Genetisch gecodeerde calciumindicatoren (GECI) maken een robuuste analyse op populatieniveau van sensorische neuronsignalering mogelijk. Hier hebben we een nieuwe benadering ontwikkeld die in vivo GECI-visualisatie van de activiteit van trigeminusganglia-neuronen bij ratten mogelijk maakt.
Genetisch gecodeerde calciumindicatoren (GECI’s) maken beeldvormingstechnieken mogelijk om veranderingen in intracellulair calcium in gerichte celpopulaties te volgen. Hun grote signaal-ruisverhouding maakt GECI’s een krachtig hulpmiddel voor het detecteren van stimulus-opgewekte activiteit in sensorische neuronen. GECI’s vergemakkelijken analyse op populatieniveau van stimuluscodering met het aantal neuronen dat tegelijkertijd kan worden bestudeerd. Deze populatiecodering wordt het meest geschikt in vivo gedaan. Dorsale wortelganglia (DRG), die de soma van sensorische neuronen huisvesten die somatische en viscerale structuren onder de nek innerveren, worden het meest gebruikt voor in vivo beeldvorming omdat deze structuren relatief gemakkelijk toegankelijk zijn. Meer recentelijk werd deze techniek bij muizen gebruikt om sensorische neuronen in het trigeminusganglion (TG) te bestuderen die orale en craniofaciale structuren innerveren. Er zijn veel redenen om TG naast DRG te bestuderen, waaronder de lange lijst van pijnsyndromen die specifiek zijn voor orale en craniofaciale structuren en die veranderingen in sensorische neuronactiviteit lijken te weerspiegelen, zoals trigeminusneuralgie.
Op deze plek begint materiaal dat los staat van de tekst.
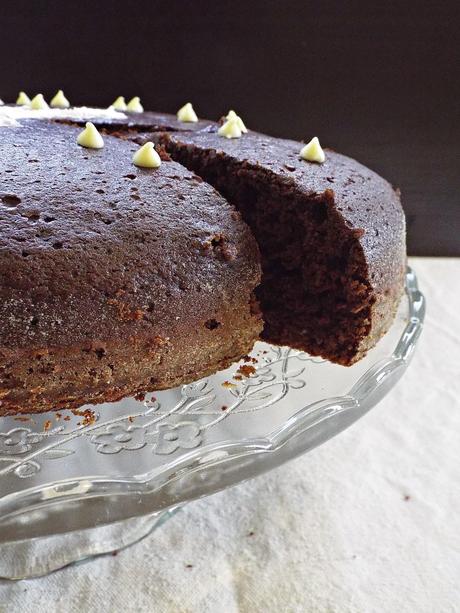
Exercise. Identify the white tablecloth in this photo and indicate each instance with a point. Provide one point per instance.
(368, 522)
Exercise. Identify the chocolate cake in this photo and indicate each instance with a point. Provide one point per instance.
(116, 279)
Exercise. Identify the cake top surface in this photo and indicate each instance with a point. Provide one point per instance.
(82, 225)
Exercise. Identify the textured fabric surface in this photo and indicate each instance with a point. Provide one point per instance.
(369, 522)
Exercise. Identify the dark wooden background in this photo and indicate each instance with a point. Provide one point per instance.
(376, 80)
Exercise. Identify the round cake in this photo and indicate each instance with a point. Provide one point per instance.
(116, 279)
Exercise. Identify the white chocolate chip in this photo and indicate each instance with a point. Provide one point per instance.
(38, 103)
(119, 104)
(134, 105)
(313, 152)
(233, 115)
(23, 99)
(230, 129)
(60, 101)
(90, 137)
(147, 157)
(187, 114)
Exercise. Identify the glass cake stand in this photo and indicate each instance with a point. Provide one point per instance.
(74, 486)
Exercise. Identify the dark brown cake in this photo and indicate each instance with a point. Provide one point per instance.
(331, 236)
(116, 280)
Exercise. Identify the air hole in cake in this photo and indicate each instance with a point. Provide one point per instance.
(212, 324)
(10, 200)
(314, 294)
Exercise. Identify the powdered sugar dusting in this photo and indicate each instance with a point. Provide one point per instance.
(10, 116)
Muizen worden het meest gebruikt in de studie van DRG- en TG-neuronen vanwege de beschikbaarheid van genetische hulpmiddelen. Echter, met verschillen in grootte, gebruiksgemak en potentieel belangrijke soortverschillen, zijn er redenen om TG-neuronen bij ratten te bestuderen in plaats van bij muizen. Zo ontwikkelden we een aanpak voor het in vivo in beeld brengen van TG-neuronen van ratten. We injecteerden neonatale pups (p2) intraperitoneaal met een AAV die codeert voor GCaMP6s, wat resulteerde in >90% infectie van zowel TG- als DRG-neuronen. TG werd gevisualiseerd bij de volwassene na craniotomie en decorticatie, en veranderingen in GCaMP6s-fluorescentie werden gecontroleerd in TG-neuronen na stimulatie van mandibulaire en maxillaire gebieden van het gezicht. We bevestigden dat verhogingen van fluorescentie door stimulus werden opgeroepen met perifere zenuwblokkade. Hoewel deze benadering veel potentiële toepassingen heeft, gebruiken we het om de subpopulatie(s) van TG-neuronen te karakteriseren die zijn veranderd na perifere zenuwbeschadiging.
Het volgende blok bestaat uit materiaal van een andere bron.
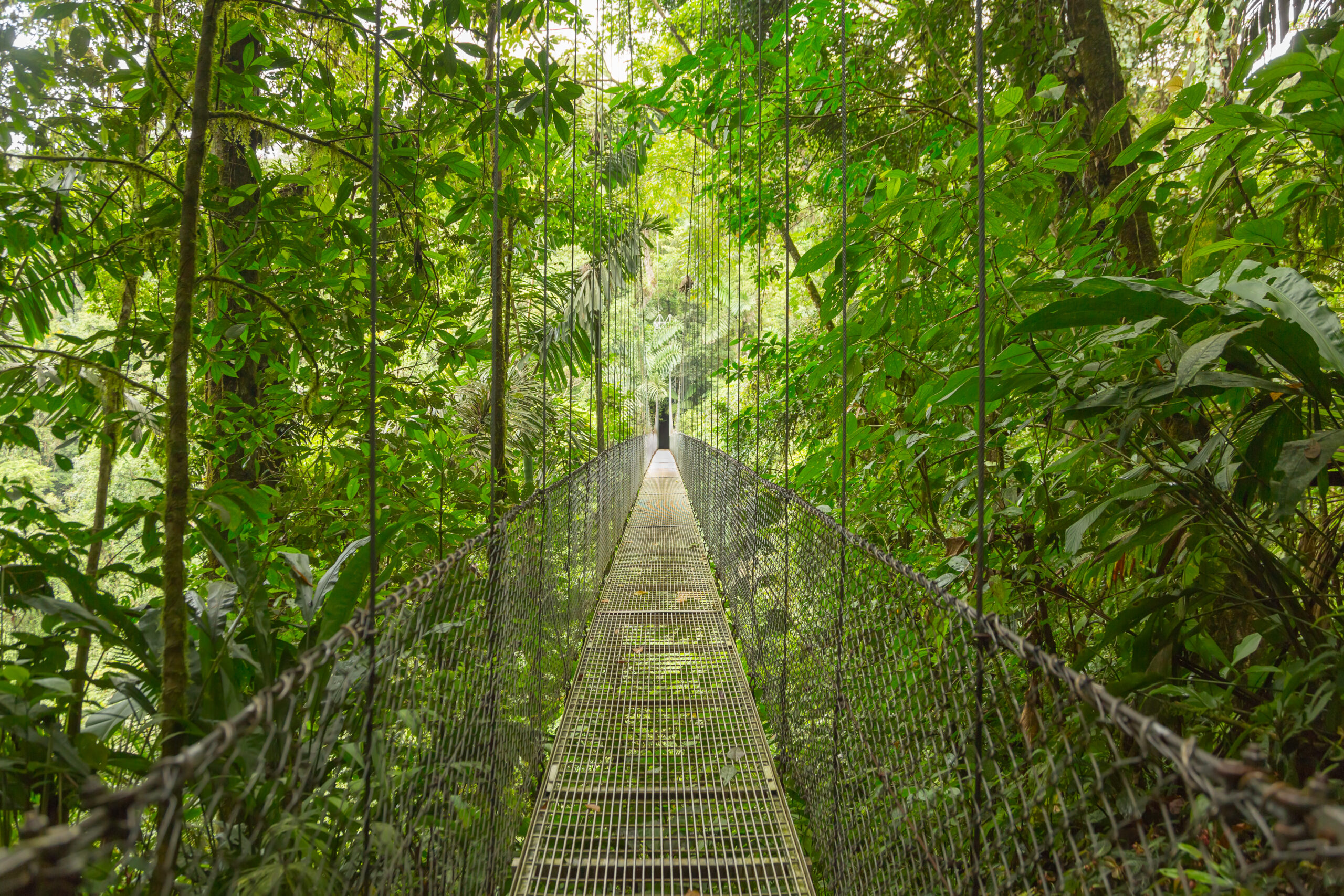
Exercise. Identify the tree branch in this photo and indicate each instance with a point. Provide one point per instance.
(85, 362)
(128, 163)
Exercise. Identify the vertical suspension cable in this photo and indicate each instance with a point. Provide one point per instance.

Somatosensatie, de neurale codering van mechanische, thermische en chemische stimuli die inwerken op de huid of andere lichaamsstructuren, waaronder spieren, botten en ingewanden, begint met activiteit in primaire afferente neuronen die deze structuren innerveren1. Elektrofysiologische benaderingen op basis van één eenheid hebben een schat aan informatie opgeleverd over de afferente subtypes die bij dit proces betrokken zijn, evenals hoe hun stimulus-responseigenschappen in de loop van de tijd kunnen veranderen 1,2,3. Hoewel er sterk bewijs blijft ter ondersteuning van de gelabelde lijntheorie, die suggereert dat specifieke sensorische modaliteiten worden overgebracht door specifieke subpopulatie(s) van neuronen, suggereert het vermogen van veel subpopulaties van neuronen om te reageren op dezelfde soorten mechanische, thermische en chemische stimuli dat de meerderheid van de somatosensorische stimuli wordt gecodeerd door meerdere subpopulaties van neuronen4, 5. okt. Een beter begrip van somatosensatie zal dus alleen komen met de mogelijkheid om de activiteit van 10’s, zo niet honderden neuronen tegelijkertijd te bestuderen.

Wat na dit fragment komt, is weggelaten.